The purpose of building codes is to provide minimum standards for safety, health, and general welfare including things like the structural integrity of the building, water and sanitation systems, fire prevention, and energy conservation. When the codes are updated, it’s often to require adoption of new technologies that not only improve safety, but may also reduce the cost of construction and maintenance over the life of the building.
That is why the Commonwealth is considering, and should adopt, new requirements for electric vehicle readiness as part of the building codes. The buildings that Massachusetts will erect under these new rules will likely be a part of our communities for more than 50 years, and during that time we will undoubtedly see a massive shift to electrified transportation.
Massachusetts has already made significant commitments to this future, joining seven other states in pledging to put 3.3 million new zero emissions vehicles on the roads by 2025. While some have questioned the viability of EVs in America, the 400,000 pre-orders for Tesla’s Model 3 sedan should put those questions to rest. As Chevrolet rolls out its mid-priced Bolt, and others follow with similarly priced, long-range EVs, the shift away from fossil fuels to electric vehicles is picking up steam. In fact, an energy analyst — Bloomberg New Energy Finance — is predicting that EV sales will be nearly 35 percent of the market by 2035.
Making EV readiness a part of the building code will enable the Commonwealth to efficiently build the charging infrastructure it needs for the future. Even if the building owner or operator does not plan to install charging equipment immediately, making the building EV ready during construction will result in safer buildings and massive savings. Ensuring the Commonwealth’s communities are future-ready will enable us to attract the kinds of companies and jobs that will propel economic growth around the state.
These chargers have safety measures including lock-out systems to prevent current from flowing when the charger is not connected or when the battery is fully charged. Additionally, the charger can detect hardware faults and cut off power to prevent battery damage, electrical shocks, or even fires.

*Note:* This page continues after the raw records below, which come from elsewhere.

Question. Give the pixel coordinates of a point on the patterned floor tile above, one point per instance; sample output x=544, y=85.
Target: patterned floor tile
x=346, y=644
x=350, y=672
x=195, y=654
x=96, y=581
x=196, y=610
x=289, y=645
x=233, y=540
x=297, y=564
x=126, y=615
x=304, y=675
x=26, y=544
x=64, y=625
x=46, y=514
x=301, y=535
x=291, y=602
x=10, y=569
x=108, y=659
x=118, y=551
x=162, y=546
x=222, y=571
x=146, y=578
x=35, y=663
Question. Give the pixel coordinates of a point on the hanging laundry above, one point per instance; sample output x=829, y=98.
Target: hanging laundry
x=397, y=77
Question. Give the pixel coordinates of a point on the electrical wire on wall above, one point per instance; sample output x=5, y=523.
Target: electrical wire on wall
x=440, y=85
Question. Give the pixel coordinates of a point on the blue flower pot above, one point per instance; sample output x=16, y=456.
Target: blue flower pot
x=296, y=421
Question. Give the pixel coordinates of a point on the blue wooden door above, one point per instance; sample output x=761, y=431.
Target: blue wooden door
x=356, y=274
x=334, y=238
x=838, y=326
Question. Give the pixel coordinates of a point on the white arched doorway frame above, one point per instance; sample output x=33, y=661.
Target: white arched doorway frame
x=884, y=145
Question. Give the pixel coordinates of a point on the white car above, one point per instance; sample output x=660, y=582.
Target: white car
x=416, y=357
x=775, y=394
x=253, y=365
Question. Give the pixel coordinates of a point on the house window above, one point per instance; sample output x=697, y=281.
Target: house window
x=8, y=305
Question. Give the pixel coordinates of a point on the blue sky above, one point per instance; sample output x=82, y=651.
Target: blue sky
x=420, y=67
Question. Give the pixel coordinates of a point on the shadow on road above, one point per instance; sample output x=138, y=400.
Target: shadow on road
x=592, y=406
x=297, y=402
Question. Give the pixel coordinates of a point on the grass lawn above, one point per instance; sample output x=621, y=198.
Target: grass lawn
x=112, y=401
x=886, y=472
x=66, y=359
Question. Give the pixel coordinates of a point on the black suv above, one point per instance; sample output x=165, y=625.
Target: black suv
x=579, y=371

In Massachusetts, the average cost of retrofitting a commercial parking space with an EV charger is about $6,000, but if a building is EV ready that cost would drop to an estimated average of $1,800-$3,000, making the cost much more affordable and encouraging building owners to make parking spaces EV ready.

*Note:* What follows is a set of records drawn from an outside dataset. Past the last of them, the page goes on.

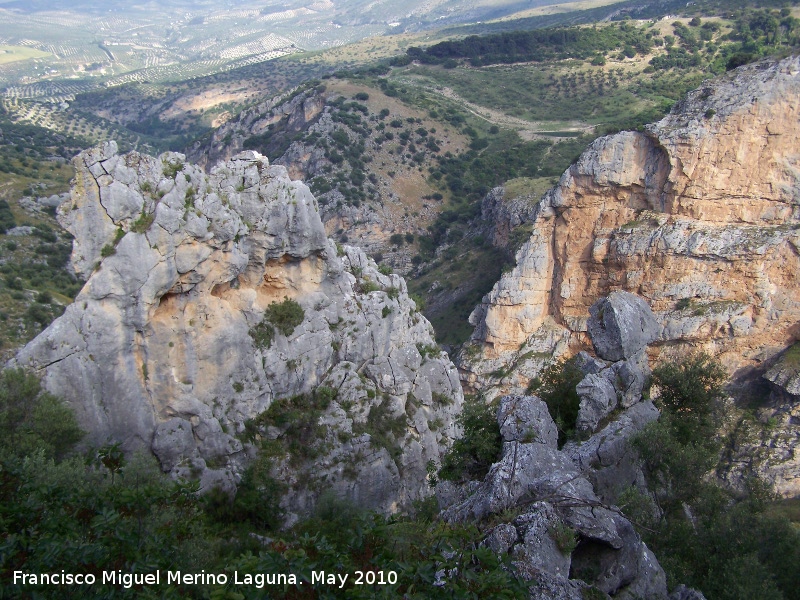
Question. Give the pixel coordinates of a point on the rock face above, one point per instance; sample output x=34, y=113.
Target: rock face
x=699, y=215
x=770, y=447
x=187, y=330
x=566, y=537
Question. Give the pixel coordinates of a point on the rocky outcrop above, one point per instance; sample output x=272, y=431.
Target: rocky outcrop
x=565, y=537
x=769, y=446
x=699, y=215
x=209, y=297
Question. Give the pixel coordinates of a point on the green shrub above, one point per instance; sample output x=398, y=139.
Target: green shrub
x=285, y=316
x=143, y=223
x=171, y=169
x=480, y=445
x=31, y=419
x=262, y=335
x=556, y=386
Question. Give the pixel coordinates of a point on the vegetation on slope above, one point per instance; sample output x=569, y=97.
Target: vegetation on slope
x=727, y=545
x=100, y=511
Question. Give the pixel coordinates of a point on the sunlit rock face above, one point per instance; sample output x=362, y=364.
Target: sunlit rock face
x=699, y=215
x=160, y=350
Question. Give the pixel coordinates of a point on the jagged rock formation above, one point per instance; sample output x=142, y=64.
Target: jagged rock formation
x=770, y=447
x=699, y=215
x=177, y=341
x=565, y=537
x=556, y=507
x=358, y=165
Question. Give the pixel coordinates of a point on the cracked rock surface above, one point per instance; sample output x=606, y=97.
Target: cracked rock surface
x=699, y=215
x=158, y=350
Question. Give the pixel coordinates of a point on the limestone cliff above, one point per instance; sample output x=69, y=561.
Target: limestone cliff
x=177, y=342
x=699, y=214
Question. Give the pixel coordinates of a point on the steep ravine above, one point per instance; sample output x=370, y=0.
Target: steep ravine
x=211, y=296
x=699, y=215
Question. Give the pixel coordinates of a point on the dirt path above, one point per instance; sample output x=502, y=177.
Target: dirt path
x=527, y=130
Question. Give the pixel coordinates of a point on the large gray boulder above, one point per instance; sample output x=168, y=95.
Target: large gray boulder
x=564, y=537
x=621, y=325
x=526, y=419
x=170, y=346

This is particularly important in apartment buildings and other multi-unit dwellings where the cost of installing charging after the fact may mean that residents will have to wait a very long time for building owners to install them. Changing these building codes will open the door to thousands of new EV Charging spaces. Massachusetts has already made important commitments to an electrified transportation future. The Bay State should continue these commitments by requiring EV readiness for all new buildings.